Tenne T has around 21,000 km of high- and extra-high voltage lines in Germany and the Netherlands, and supplies energy to a region with 41 million end users.

By working with SMA’s data, the operator hopes to gain a greater understanding of the solar electricity being fed into its grids, including predictive modeling based on meteorological data, to ultimately grow the proportion of solar PV electricity integrated.

SMA will supply data from its bank of installed inverter systems across Tenne T’s region. Currently, this amounts to 40,000 PV systems, which will enable the grid operator to analyze typical patterns in the way solar energy is fed into its grids.

Tenne T can use the SMA data to prepare region-specific projections and predictions for solar power, and can thus reduce the energy supply from traditional sources when required, and improve bottleneck management in the process.

For current solar customers, SMA stresses that the data it provides is based only on postal (zip) code areas, thus protecting individual system data and the identity of its customers. By using its online Sunny Portal, SMA can quickly and effectively deliver digitized data to Tenne T – something that SMA CEO Pierre-Pascal Urbon believes will help steer the energy sector further along the path towards decentralized and renewable power supply.

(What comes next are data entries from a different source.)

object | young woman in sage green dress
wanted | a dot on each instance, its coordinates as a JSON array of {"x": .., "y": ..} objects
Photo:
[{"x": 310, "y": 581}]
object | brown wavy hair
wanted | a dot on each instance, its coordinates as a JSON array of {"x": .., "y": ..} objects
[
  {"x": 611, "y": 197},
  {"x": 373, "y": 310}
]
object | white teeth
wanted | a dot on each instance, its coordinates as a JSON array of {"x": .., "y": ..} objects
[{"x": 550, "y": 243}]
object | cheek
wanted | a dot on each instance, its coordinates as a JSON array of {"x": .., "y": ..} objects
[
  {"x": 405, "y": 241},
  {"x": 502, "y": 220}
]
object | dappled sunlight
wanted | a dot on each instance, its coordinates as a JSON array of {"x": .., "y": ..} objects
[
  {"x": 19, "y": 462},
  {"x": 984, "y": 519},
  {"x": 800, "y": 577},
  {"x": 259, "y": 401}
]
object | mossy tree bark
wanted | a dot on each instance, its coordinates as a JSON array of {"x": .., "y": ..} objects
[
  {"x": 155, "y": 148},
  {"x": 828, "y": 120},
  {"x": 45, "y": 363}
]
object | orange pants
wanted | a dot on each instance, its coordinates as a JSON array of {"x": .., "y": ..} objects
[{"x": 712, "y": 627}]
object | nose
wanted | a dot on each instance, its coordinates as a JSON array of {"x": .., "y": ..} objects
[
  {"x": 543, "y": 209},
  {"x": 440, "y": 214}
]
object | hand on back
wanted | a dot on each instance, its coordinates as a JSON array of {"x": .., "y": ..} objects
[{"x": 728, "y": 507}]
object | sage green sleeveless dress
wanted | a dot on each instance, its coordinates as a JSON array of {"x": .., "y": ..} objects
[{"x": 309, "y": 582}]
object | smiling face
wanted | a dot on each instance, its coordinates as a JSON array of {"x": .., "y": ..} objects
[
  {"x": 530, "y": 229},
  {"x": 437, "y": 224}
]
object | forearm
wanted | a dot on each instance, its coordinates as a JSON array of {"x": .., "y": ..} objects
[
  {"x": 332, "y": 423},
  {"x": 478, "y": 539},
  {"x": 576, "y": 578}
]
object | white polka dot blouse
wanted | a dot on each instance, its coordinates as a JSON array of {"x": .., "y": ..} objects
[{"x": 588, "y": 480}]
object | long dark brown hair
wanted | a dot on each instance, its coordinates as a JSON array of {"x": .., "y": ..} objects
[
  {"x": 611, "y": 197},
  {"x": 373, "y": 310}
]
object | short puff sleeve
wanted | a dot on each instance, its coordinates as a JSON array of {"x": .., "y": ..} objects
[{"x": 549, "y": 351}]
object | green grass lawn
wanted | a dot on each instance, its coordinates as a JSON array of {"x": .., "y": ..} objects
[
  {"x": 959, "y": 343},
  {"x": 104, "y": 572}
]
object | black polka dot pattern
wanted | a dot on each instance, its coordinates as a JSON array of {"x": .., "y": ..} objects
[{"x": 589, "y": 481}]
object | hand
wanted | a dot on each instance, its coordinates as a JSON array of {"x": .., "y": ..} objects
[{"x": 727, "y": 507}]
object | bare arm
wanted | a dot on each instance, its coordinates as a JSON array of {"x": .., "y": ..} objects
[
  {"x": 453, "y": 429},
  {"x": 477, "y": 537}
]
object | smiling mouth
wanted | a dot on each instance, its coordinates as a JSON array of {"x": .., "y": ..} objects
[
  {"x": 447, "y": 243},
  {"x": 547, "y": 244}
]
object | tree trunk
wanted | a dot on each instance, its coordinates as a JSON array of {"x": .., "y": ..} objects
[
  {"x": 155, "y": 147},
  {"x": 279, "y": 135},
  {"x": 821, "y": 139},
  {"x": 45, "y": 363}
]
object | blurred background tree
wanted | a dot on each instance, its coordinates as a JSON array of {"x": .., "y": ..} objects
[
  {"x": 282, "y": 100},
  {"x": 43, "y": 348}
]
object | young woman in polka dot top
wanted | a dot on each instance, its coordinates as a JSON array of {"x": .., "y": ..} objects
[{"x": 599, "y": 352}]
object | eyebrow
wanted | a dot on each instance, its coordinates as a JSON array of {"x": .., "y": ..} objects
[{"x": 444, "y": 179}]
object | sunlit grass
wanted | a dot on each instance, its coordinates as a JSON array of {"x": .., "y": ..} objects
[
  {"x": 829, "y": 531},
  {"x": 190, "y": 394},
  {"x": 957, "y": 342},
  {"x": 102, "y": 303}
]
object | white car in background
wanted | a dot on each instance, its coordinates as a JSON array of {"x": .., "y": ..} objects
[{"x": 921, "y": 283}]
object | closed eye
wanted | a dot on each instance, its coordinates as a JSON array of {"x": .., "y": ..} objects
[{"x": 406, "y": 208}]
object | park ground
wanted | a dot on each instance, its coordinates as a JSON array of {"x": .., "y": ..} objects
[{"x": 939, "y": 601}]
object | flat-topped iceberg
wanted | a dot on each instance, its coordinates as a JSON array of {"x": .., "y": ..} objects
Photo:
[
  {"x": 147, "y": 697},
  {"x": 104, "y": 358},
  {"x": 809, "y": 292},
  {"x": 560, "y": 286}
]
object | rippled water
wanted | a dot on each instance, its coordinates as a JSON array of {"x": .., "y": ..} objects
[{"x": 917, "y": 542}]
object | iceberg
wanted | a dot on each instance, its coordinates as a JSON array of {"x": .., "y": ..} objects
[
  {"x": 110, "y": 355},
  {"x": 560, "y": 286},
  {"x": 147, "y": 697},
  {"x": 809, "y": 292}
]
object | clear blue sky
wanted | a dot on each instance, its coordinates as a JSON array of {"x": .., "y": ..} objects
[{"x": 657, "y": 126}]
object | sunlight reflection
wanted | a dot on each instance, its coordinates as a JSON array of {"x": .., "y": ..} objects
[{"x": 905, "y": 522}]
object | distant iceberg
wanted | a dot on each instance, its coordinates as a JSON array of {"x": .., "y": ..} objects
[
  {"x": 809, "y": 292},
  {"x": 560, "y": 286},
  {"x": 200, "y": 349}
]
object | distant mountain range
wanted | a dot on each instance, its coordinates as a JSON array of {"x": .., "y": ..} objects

"Following the pioneering technological work involved in generating sufficient volumes of renewable energy cost-efficiently, the next step is the digitalization of the energy industry," said Urbon. "The ability to provide accurate production and consumption data is a key element of the decentralized and renewable energy supply of the future."

Tenne T chairman Urban Keussen remarked that decentralized energy and real-time data of clean energy are becoming important tools in the transition towards more renewable integration. "We can use this data to make much more reliable predictions about the feed-in of renewable energies," Keussen said. "This helps us operate the utility grid reliably and economically, even with an increased proportion of fluctuating green energy."

The partnership is the first of its kind in Germany, whereby a transmission grid operator received solar power generation data directly from source, ie, the installed inverters handling the solar energy within the grid’s operating region.

"Therefore," added Keussen, "this partnership is an important milestone in the digitalization of the energy industry."